Since the 2000s, permafrost has experienced a remarkable revival, and many are invested in preventing the deterioration of this Arctic ground. But while there is an increase in research on the impacts of permafrost degradation, we know very little about the inner workings of permafrost expertise. How do certain understandings of permafrost degradation become or fail to become politically relevant? The project 'Unruly Ground' will explore precisely that. It will dig into how scientists, state officials, engineers, and ordinary citizens?or permafrost practitioners?produce knowledge about permafrost in practice. That is, how they collect data about permafrost, how they monitor its state, how they resolve uncertainties and controversies that arise in the process, and finally, how they come to agree or disagree about shared concerns and commitments regarding that ground.

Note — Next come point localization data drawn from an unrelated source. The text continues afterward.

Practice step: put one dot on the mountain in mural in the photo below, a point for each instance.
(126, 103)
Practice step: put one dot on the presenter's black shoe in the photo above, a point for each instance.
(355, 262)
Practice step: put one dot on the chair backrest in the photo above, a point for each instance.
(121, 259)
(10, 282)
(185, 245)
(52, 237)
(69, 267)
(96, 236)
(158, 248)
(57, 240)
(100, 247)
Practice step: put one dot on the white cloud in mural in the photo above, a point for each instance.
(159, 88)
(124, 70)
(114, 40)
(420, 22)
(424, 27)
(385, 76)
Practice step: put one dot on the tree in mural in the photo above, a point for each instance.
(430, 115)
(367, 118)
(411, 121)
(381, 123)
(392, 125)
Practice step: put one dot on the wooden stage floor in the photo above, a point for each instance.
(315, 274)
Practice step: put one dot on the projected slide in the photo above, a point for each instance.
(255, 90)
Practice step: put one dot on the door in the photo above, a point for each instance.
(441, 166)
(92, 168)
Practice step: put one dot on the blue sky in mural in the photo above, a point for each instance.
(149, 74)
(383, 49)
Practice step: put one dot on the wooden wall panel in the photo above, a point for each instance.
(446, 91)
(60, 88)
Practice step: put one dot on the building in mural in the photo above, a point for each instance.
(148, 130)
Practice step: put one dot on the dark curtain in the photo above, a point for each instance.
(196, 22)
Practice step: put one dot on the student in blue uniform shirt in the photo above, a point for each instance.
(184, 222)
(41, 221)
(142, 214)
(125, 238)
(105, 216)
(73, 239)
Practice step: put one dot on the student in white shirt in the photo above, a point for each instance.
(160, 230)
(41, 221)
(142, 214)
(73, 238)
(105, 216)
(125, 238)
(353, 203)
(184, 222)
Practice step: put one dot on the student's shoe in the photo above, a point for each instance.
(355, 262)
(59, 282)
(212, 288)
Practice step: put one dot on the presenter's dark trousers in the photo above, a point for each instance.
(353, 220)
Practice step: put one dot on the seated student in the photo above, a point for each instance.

This project is a sociological study that combines historical and ethnographic approaches. The ethnographic approach will elicit mundane and often 'black-boxed' practices that constitute knowledge-making. I will follow permafrost scientists, state officials, and citizens across labs, monitoring sites, and discussion rooms, and attend to their negotiations over the meanings of degradation, conservation, and the future of living with(out) permafrost. Archival research, in turn, will reveal how the role of permafrost expertise has been changing across various socio-political contexts. It will demonstrate different historical attempts at making permafrost expertise into a salient social and political force. Together, these approaches will show how permafrost came to be a matter of (planetary) care for scientists and citizens alike.
Contributing to such disciplines as environmental sociology and science and technology studies, this project will challenge existing social scientific ideas about (Arctic) soils by recognising them as more than invisible backgrounds for human life or hazards.